Suffering information overload

The sheer volume of information that you have to take in before you undergo IVF treatment is huge. Naturally, you may worry about not remembering it all or getting something wrong. Make sure that you and your partner attend as many of the appointments as possible during your treatment, because between the two of you, you'll retain more information than either of you would on your own! And you can be sure that all the important stuff you need to know is included in the written information that the nurse gives you to take home, so, if in doubt, refer to your paperwork.

Producing Mature Eggs with Fertility Drugs

Historically, IVF treatment used a woman's one and only egg that normally develops during the monthly menstrual cycle. The chances of getting this egg before ovulation and of fertilisation occurring normally were very slim, which is why the chance of pregnancy was very low. These days, the clinic uses fertility drugs to stimulate your ovaries to produce multiple eggs as well as other drugs to stop the eggs from ovulating, which increases the chance of at least one of your eggs developing into an embryo that has all it takes to grow into a healthy baby.

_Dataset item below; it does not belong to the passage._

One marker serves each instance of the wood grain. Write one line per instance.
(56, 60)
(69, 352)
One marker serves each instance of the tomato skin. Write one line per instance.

Women's responses to fertility drugs vary: Some women produce a lot of eggs while others produce only a few. Your age and genetic factors influence the number of eggs that you can expect, but your doctor can't possibly predict in advance the number of eggs that will be collected. However, your doctor can estimate your ovarian reserve before starting stimulation by measuring your levels of follicle-stimulating hormone ( FSH ) and anti-mullerian hormone (AMH ) and examining your ovaries with ultrasound. The ovarian reserve gives your doctor some idea of what to expect and can help determine the most suitable dose of fertility drugs to use.

But even when your doctor carefully considers your individual circumstances to determine your dose of fertility drugs, ovarian stimulation doesn't always go to plan and you sometimes end up with too few or too many eggs.

I discuss the drugs used in IVF in more detail in Chapter 6.